リフォームとどう取り組むか? オレたちは悪戦苦闘してきましたが、すでにスマートなノウハウを蓄積している工務店や設計事務所も少なくありません。リフォーム工事には「現場のマナー」「顧客の生活への心遣い」など、新築の場合とは勝手が違う点が多々あります。下は、実際に行われている実例報告集。ケーススタディーとして、ぜひ参考にして下さい。

提案と契約のコツ

●「提案」のポイント

 顧客は、常に、何をどうしたらよいのか分からずに迷っている。1種類だけの提案では「これしかないの?」「別の案を後日また…」という結果になる。

 必ず「A案」「B案」と2つの提案を準備して顧客が決めやすいように選択の幅をもたせるのが成功のカギ。

 新築にしろ、リフォームにしろ、顧客が共通して抱いている欲求は「自宅を新しくすることで、生活を新しくしたい」というもの。

 したがって、「A案」を顧客の意向を中心とした「現実的プラン」にしたら、「B案」では「本当はこうしてほしい」という顧客の本音と夢を適切に把握して、それを十分に織り込んだグレードの高い「ドリーム・プラン」にする。欲求と提案が合致すれば、顧客はグレード・アップされたプランの方を選んでくれることが多い。

 提案の時期は、最初の出会いから遅くとも1週間以内。準備する資料とツールは、

  • (1)平面図
  • (2)カラーパースの提案ボード
  • (3)色彩計画ボード
  • (4)イメージ写真(カタログや雑誌からの切り抜きを利用)
  • (5)概算見積書
  • (6)工期の目安を記した工程表

――が必須条件だ。

●「契約」のポイント

 大事なのは、売る方にしても買う方にしても「住宅は最大の衝動買いの商品だ」という点だ(詳しくは『「リフォームはビッグ・ビジネスになるのだ」その8 戦略は“わらしべ長者”に学べ!<後編>』参照)。

 契約の時期は、提案からあまり間をおかず、1週間以内が理想的。
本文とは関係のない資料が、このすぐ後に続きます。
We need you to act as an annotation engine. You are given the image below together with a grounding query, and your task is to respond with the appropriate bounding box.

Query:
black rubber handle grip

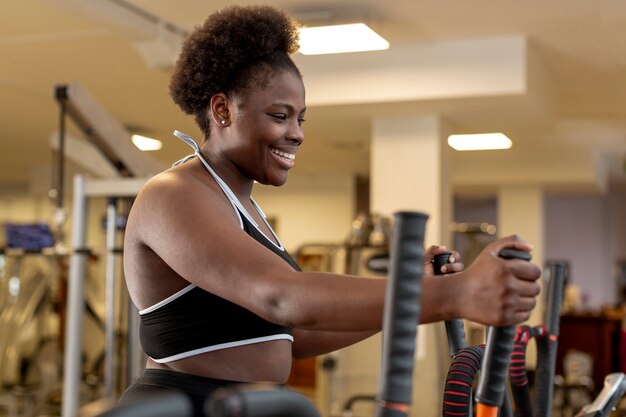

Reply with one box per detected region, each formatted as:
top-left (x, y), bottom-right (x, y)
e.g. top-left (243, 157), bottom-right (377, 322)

top-left (433, 252), bottom-right (453, 275)
top-left (475, 249), bottom-right (532, 408)
top-left (375, 211), bottom-right (429, 417)
top-left (533, 262), bottom-right (566, 417)
top-left (206, 387), bottom-right (321, 417)
top-left (476, 325), bottom-right (517, 407)
top-left (498, 249), bottom-right (532, 261)
top-left (434, 252), bottom-right (468, 356)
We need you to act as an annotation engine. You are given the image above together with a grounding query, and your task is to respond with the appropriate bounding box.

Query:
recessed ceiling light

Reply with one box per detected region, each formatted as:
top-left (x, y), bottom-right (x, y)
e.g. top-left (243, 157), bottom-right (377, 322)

top-left (131, 134), bottom-right (162, 151)
top-left (298, 23), bottom-right (389, 55)
top-left (447, 133), bottom-right (513, 151)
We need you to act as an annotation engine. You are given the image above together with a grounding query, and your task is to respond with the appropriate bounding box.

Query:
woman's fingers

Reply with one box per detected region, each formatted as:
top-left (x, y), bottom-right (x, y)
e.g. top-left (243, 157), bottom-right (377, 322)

top-left (425, 246), bottom-right (464, 274)
top-left (423, 245), bottom-right (448, 275)
top-left (514, 277), bottom-right (542, 298)
top-left (507, 259), bottom-right (542, 281)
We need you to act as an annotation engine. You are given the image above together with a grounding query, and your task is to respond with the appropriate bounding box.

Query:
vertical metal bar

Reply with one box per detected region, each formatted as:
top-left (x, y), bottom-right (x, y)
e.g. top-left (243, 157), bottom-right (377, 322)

top-left (53, 85), bottom-right (69, 244)
top-left (533, 262), bottom-right (566, 417)
top-left (57, 98), bottom-right (66, 210)
top-left (126, 300), bottom-right (144, 387)
top-left (53, 85), bottom-right (68, 211)
top-left (62, 175), bottom-right (88, 417)
top-left (104, 198), bottom-right (118, 398)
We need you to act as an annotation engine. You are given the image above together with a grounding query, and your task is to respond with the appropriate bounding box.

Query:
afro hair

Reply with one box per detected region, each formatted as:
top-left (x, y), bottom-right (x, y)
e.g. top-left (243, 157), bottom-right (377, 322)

top-left (169, 5), bottom-right (301, 136)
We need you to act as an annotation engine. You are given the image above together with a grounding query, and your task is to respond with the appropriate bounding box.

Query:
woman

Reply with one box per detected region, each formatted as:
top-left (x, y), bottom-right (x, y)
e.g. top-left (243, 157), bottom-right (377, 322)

top-left (121, 5), bottom-right (541, 415)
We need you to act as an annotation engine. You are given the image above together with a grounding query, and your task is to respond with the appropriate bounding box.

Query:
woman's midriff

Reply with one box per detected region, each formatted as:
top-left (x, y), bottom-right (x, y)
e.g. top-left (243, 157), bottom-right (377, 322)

top-left (146, 339), bottom-right (293, 383)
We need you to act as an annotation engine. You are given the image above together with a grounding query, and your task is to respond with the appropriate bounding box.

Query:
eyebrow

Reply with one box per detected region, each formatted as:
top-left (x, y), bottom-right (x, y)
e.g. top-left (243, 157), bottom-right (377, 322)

顧客に「自宅を変え、生活を変えたい!」というノリがあるうちに契約にこぎつけるのが何よりも大事だ。顧客と業者、お互いにノリが良いケースほど、完成度の高い良い仕事になるのはいうまでもない。

 話が早い場合には、提案と同時に契約ということもある。提案時に契約書を用意しておくのが得策だ。家族の意見が割れて選択に迷いが出た場合には「相談しておいて下さい」と契約書を置いて帰るケースも。その場合には、翌日にもう一度訪ねると成約率が高いという報告が。

現場のマナーとケア

●基本的マナー

 リフォーム工事は、多くの場合、施主一家が「現場に住みながら」行われる。施主の視線がいつもあるので、新築とは違った次のようなマナーが必要になる。

  • (1)リフォームの現場は生活の場でもある。家の中に上がる時は常に清潔な靴下(できれば真っ白い靴下)をはくこと。
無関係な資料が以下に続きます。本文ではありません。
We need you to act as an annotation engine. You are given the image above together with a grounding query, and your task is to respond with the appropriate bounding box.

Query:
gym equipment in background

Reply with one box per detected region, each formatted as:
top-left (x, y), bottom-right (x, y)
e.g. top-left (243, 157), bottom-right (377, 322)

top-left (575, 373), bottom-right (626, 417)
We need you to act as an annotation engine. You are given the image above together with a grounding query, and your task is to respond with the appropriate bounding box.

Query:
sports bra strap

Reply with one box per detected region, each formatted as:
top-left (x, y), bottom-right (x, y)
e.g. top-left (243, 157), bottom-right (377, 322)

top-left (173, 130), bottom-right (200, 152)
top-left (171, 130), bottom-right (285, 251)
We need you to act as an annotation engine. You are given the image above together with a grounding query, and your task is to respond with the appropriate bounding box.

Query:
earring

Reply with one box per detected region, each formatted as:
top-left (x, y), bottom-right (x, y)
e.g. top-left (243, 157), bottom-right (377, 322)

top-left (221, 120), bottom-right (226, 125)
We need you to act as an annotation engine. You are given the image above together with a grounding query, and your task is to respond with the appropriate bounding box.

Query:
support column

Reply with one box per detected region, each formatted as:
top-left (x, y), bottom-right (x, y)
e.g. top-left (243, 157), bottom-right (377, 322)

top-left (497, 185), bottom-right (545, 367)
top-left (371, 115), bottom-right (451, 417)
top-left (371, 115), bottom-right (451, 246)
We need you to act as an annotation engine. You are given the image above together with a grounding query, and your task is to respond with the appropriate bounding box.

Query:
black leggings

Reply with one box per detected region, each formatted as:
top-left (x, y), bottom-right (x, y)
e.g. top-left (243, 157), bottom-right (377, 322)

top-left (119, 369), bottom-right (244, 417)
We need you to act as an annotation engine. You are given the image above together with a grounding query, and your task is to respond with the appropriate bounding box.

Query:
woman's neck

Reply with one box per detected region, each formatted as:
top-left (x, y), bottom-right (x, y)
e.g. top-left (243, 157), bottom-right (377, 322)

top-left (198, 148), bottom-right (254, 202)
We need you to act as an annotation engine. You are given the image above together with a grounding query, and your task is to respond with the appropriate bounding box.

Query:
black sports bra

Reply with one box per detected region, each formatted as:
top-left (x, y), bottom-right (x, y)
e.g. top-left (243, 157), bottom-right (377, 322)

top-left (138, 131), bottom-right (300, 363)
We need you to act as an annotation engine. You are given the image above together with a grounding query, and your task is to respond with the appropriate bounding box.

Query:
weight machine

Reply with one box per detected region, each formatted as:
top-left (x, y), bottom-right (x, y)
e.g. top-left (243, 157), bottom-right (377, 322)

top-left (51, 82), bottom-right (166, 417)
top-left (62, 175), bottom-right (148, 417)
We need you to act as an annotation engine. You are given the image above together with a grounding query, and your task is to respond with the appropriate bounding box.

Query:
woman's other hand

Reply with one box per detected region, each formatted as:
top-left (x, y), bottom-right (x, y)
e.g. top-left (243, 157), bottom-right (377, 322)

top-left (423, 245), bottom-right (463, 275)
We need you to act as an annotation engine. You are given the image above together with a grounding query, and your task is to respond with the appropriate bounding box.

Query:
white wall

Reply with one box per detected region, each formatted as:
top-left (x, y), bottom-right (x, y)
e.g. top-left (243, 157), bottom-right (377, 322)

  • (2)施主にトイレを借りる場合は清潔に使うこと。トイレの貸し借りはお互いおっくうなもの。庭先に仮設トイレを設けるケースが増えている。特に工事範囲にトイレが含まれる場合は必須条件になる。

     浴室のリフォームを請け、工事が1日で終わらない場合には仮設のユニットバスを用意した会社もある。

  • (3)施主の中にはゼンソク体質の人やタバコの苦手な人、また室内にタバコの煙が付着するのを嫌う人たちが少なくない。工事中、室内では絶対にタバコを吸わない気配りが必要だ。

  • (4)工事日や訪問時間など約束は厳守する。時間にルーズだと施主の予定が左右されることになりトラブルの元となる。

  • (5)飼い犬や飼い猫の悪口をいわない。邪見に扱わない(飼い主は自分の子ども同様か場合によっては子ども以上に大事にしていることが少なくない)。

  • (6)近隣には丁寧なあいさつと「何かありましたら、こちらまで」と工事中の責任の所在を忘れずに告知する。
●工事途中のケア
  • (1)施主が一番嫌がるのはいつ来ていつ帰ったのか分からない工事の進め方だ。「お早うございます。これから工事を始めます」「今日はこれで失礼します」。仕事の始めと終わりには必ずあいさつする。

  • (2)施主は何もいわなくても工事の進み具合をいつも気にしている。「予定どおりに進んでいます」「1日遅れていますが…」と、3日に1回は工事の進捗状況を説明する気遣いが必要。

  • (3)一方的な報告だけでなく、施主の言い分も聞くこと。クレームの80%は感情的なものだと思ってよい。「何かお気づきの点でも?」という一言が、クレーム率を圧倒的に低くする。

  • (4)万一ミスがあった時は進んで「説明責任」を果たす。例えば「水栓金具の納期が間に合わない」「廃番だった」など、打ち合わせと異なる施工をせざるをえないときはすぐに報告する。「品番は違うけど、同等か1ランク上の品です」「デザイン的にはぴったりです」「差額はサービスにしておきます」など――。

 進んで話せば、ほとんどの施主が気持ちよく受け入れてくれる。逆に、説明がないまま工事が終わり、後で施主に指摘されると事態がこじれて大きなトラブルに発展することにも。

●工事後のケア

 施主の友人や近隣の奥さんたちを招いて簡単なホーム・パーティーを主催する(サンドイッチ+ワインなどで費用は2万〜3万円ですむ)。施主からリフォームした感想をスピーチしてもらい、新しく出会った人たちに名刺や資料を配布する。

 このパーティーが、次なるニーズ開拓の重要な場所となっている

取材協力/CRCスマイルサービス事業本部、建空間(2000年当時)

この作品は取材と調査にもとづくフィクションです(初出:日経ホームビルダー 2000年8月号)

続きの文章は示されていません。